Il a ensuite souligné l'importance qu'accordent l'Assemblée nationale et sa Délégation pour l'Union européenne aux relations avec les Parlements de l'Union européenne, notamment avec leurs organes chargés des affaires européennes.

Le quarantième anniversaire du traité de l'Elysée, qui a été marqué par la réunion commune de l'Assemblée nationale et du Bundestag dans la salle du Congrès à Versailles, a constitué un temps fort de cette diplomatie parlementaire active. Autre moment important, le Président de la Convention, M. Valéry Giscard d'Estaing, s'est exprimé dans l'hémicycle, une procédure exceptionnelle, qui traduit l'attachement de l'Assemblée au débat européen. Le Président Pierre Lequiller a rappelé enfin que l'administration de l'Assemblée nationale a détaché l'un de ses fonctionnaires auprès des institutions de Bruxelles.

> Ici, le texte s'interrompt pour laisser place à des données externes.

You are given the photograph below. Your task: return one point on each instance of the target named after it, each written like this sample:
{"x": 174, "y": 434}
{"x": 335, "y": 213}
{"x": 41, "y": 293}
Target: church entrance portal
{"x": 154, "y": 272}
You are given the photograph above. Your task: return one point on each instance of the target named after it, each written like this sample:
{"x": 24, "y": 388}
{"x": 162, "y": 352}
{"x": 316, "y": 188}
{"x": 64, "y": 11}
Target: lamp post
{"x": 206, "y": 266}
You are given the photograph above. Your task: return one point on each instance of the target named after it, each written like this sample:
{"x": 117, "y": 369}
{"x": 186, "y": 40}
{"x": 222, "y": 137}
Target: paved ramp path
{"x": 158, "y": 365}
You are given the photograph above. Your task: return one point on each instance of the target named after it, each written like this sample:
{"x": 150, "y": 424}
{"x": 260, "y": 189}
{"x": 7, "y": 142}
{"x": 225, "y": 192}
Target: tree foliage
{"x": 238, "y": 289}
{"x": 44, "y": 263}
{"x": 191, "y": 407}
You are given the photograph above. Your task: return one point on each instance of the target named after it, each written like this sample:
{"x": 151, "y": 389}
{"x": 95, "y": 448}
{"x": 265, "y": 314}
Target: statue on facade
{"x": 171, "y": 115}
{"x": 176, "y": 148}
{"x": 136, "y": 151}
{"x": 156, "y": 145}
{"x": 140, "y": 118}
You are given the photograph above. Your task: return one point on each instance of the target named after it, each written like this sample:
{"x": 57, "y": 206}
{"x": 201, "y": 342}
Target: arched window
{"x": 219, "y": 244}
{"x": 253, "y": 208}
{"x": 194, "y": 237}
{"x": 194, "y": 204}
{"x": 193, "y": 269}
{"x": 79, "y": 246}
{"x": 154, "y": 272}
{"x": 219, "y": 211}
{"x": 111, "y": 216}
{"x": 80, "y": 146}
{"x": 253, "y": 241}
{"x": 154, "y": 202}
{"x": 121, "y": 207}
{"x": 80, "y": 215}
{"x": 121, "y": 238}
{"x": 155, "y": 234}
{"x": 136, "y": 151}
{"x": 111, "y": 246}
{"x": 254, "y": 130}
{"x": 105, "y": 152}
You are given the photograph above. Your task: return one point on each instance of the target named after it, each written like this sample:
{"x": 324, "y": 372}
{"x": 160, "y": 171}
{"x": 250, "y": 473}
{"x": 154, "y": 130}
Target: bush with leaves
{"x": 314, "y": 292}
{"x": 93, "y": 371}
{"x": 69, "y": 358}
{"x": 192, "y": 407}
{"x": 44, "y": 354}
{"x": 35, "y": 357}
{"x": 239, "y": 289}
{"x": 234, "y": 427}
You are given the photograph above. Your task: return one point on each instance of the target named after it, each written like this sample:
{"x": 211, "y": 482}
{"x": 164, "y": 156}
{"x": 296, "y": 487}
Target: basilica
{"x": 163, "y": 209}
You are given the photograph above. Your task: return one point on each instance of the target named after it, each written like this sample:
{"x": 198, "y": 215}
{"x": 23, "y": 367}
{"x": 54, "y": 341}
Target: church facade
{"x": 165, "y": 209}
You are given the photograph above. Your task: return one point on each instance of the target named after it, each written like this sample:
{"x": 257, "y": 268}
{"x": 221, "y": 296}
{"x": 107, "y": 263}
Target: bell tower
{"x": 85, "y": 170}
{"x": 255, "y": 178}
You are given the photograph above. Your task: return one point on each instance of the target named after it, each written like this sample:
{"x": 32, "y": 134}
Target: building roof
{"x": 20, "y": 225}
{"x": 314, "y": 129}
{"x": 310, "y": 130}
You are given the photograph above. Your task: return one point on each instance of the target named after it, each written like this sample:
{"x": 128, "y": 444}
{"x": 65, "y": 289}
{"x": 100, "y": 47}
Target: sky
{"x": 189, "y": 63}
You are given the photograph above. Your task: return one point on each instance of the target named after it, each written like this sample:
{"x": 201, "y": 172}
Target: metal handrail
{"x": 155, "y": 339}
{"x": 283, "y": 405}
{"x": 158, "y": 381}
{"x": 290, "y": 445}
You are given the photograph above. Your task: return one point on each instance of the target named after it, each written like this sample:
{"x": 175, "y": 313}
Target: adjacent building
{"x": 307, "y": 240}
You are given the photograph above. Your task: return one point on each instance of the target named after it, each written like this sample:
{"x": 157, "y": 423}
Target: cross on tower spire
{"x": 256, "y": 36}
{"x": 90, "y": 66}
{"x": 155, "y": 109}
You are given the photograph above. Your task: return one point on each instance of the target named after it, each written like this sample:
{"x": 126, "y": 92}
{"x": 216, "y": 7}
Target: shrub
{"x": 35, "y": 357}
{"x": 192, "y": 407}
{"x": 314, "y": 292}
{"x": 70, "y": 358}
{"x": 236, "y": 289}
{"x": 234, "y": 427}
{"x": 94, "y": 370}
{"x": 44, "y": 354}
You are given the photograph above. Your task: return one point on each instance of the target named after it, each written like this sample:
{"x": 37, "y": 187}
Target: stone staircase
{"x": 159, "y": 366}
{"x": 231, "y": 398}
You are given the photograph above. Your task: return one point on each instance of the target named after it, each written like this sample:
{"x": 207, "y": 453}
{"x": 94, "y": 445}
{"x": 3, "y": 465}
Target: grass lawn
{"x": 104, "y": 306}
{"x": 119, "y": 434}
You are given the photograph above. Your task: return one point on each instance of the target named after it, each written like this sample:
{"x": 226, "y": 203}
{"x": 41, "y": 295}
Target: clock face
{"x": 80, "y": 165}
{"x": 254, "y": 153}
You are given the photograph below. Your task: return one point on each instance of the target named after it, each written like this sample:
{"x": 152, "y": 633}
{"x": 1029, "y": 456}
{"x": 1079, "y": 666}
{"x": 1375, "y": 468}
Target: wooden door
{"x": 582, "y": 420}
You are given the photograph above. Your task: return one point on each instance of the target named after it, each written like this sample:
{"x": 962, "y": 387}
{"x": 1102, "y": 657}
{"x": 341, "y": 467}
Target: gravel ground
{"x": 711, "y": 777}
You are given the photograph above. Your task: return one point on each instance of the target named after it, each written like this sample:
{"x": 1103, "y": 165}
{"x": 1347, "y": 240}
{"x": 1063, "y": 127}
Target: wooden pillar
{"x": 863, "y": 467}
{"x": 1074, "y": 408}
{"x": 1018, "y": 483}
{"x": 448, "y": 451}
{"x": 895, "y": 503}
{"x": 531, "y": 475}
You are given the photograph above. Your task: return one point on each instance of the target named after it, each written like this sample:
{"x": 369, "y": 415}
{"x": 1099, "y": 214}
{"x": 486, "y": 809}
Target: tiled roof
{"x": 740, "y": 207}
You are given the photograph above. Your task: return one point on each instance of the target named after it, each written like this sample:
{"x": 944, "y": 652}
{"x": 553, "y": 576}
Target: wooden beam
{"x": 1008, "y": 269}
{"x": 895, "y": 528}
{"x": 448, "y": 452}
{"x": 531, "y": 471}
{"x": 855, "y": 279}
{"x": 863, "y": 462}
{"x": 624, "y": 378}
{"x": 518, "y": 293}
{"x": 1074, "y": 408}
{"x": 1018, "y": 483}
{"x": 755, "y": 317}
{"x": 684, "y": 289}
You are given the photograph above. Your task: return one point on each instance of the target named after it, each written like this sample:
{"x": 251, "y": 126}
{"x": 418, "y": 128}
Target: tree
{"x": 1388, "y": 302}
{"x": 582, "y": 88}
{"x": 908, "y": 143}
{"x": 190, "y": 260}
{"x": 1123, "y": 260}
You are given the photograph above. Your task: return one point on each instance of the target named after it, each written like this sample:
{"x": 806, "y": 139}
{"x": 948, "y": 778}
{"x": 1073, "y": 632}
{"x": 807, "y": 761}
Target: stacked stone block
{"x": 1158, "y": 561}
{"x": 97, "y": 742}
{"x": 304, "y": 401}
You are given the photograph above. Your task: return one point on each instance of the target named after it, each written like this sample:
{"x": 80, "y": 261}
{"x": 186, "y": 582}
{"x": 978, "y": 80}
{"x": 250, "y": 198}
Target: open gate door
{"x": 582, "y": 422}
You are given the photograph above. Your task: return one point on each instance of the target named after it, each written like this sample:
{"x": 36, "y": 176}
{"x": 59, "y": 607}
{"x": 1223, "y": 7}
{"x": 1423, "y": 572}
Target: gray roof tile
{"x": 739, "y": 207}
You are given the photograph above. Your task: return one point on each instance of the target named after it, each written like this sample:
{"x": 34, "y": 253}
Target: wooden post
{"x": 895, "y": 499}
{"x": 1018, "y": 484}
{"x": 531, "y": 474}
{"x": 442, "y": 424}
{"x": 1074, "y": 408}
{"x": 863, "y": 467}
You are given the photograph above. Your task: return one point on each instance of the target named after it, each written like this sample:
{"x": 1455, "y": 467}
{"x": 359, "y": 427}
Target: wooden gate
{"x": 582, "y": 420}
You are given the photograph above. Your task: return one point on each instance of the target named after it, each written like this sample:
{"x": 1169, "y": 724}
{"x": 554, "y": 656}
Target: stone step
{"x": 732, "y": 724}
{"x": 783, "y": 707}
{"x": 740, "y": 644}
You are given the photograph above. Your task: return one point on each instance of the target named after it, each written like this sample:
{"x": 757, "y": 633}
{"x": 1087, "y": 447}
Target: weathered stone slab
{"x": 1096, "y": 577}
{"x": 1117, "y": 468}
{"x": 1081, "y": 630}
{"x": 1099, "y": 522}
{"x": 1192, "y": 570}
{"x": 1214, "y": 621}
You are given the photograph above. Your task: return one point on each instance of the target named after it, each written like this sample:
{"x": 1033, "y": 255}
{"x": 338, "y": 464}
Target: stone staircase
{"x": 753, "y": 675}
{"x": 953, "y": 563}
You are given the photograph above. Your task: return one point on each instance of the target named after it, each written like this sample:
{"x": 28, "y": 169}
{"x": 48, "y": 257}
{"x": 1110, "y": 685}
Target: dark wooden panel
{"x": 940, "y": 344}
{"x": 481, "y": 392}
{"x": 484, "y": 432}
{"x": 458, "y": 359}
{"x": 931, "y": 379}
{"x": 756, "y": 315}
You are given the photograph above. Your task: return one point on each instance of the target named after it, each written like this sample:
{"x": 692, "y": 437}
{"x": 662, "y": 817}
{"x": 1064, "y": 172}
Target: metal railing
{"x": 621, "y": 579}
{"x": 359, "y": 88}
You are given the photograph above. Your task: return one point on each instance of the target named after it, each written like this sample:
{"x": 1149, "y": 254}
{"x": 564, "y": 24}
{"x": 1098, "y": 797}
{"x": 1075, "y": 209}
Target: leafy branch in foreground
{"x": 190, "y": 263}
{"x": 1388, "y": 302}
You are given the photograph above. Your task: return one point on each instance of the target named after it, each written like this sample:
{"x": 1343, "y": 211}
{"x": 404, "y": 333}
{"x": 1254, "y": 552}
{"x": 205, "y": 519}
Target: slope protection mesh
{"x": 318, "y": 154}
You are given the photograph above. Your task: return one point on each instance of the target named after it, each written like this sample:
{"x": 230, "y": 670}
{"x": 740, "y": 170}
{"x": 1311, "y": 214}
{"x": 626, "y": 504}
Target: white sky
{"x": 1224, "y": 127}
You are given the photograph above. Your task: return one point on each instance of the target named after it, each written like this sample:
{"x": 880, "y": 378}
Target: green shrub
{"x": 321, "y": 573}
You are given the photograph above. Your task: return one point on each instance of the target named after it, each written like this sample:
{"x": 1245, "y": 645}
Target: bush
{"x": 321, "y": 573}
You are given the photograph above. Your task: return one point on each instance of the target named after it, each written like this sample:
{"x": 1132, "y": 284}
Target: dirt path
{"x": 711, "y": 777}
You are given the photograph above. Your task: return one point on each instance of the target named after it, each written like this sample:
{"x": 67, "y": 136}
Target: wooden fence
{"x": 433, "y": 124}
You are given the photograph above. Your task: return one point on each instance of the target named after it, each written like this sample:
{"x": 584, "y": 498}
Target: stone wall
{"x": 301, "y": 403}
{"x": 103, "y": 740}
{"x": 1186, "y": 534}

S'agissant de l'élargissement, le Président Pierre Lequiller a insisté sur le fait que la France a apporté très tôt son soutien à l'entrée des dix pays d'Europe centrale et orientale. Il a d'ailleurs accompagné dans ces pays le Président de la République, quelques temps après son élection, afin de faire part à ces derniers du souhait de la France. Il s'est donc réjoui que l'Europe se soit enfin « levée à l'Est », comme il l'appelait de ses vœux dans un ouvrage publié plus de dix ans auparavant.

Autre signe du soutien déterminé de la France à l'élargissement, l'Assemblée nationale a adopté avec une majorité de 505 voix sur 577 députés le traité d'adhésion des dix nouveaux Etats membres.

S'agissant du contexte européen, le Président Pierre Lequiller a estimé que celui-ci était marqué par l'approche de nombreuses échéances.

En premier lieu, les citoyens de l'Union doivent élire un nouveau Parlement européen en juin prochain.

En deuxième lieu, les négociations concernant l'adoption de la Constitution européenne devraient, idéalement, s'achever sous présidence irlandaise. Au sein de la Délégation, une forte majorité de ses membres défend le projet de Constitution européenne, même si cet attachement se nuance en fonction des sensibilités politiques.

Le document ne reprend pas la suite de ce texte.